Хнык пустил из левого глаза слезу. Затем одумался и слезу осушил.
– Тебе ли страдать, нюня моя! Ну ведьма и ведьма. Тартар и Тартар. Расслабься и живи как живется! Ну бросил тебя светлый, другого найди. Чего сопли на кулак мотать?
– Не хочу никого другого. Надоело! Всю жизнь я только и делала, что прилепляла любовь к плоти. Поначалу любовь не хотела прилипать, а потом прилипла как колбаса к сковороде. Теперь без вони не отдерешь. Да и сама любовь сморщилась. Все, нет ее! И меня нет! – тускло сказала Улита и внезапно без размаха, но с чудовищной силой ударила кулаком в зеркало.
Суккуб со знанием дела повис у нее на шее и запричитал. Кабинка затряслась. Это рыдала Улита. Примерно через четверть часа занавеска отдернулась и из кабинки вихляющей походкой вышел Хнык. Он пережрал эмоций, и его круглые глазки вращались в орбитах как кукольные пуговицы. Суккубы обладают даром выпивать чужие горести, питаясь человеческими бедами, как стервятники падалью. Человек, изливший им свою душу, испытывает нечто сродни временному облегчению. Ему кажется, что он понят, а скорби его разделены. Вот только разделить скорби или с аппетитом сожрать их, промокнув губы салфеточкой – это, как известно, не одно и то же.
За Хныком шла Улита. Глаза у нее были красные, зато прическа уже в полном порядке. Хнык, помимо прочего, был еще и неплохим парикмахером.
– Ну что я тебе скажу, зюзя моя! Объективно, конечно, дура ты. А субъективно – он. Ты к нему всем сердцем, а он в тебя высморкался и ножки о тебя вытер! У-у-у! Я б ему такого не спустило! – бабьим голосом рассуждал Хнык, похлопывая Улиту по горячему плечу.

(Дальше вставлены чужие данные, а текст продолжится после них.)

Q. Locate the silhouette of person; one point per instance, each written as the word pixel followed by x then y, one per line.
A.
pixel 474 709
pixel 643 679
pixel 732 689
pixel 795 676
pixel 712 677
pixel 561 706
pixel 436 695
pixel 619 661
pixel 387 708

Улита не стала акцентироваться на этом «не спустило». Она знала, что, увлекаясь, суккубы порой говорят о себе в среднем роде. Вместо этого ведьма подозрительно посмотрела на Хныка, который выглядел слишком уж довольным, и внезапно пожалела, что поддалась слабости.
– Ты мне кое-что обещала, нюня моя. Не забыла? – внезапно спросил Хнык.
Еще недавно подобострастный, теперь он вел себя расхлябанно и даже покровительственно. Точно внутри безвольно-мягкой подушки, которую все привыкли пинать ногами, внезапно оказалась стальная гирька. Эх, не так просты суккубы! Не такие уж они безвольные мямлики!
– Что я обещала? – рассеянно спросила Улита.
В горячке она могла, конечно, ляпнуть все, что угодно.
Хнык осклабился:
– Ну как же? А обещание отдать мне то первое, что я попрошу, без всяких отговорок?
Улита расхохоталась.
– Тебе придется подвинуться. У меня нет эйдоса. А если и есть, он ко мне не вернется. Я ведьма, – заявила она.
Хнык не смутился.
– Ну мало ли! Вдруг я не эйдос попрошу? А, может, хи-хи, и эйдос! Кто знает, когда какое чудо произойдет? Всегда полезно наперед подстраховаться. Я, Хныкус Визглярий Истерикус Третий, всегда так делаю.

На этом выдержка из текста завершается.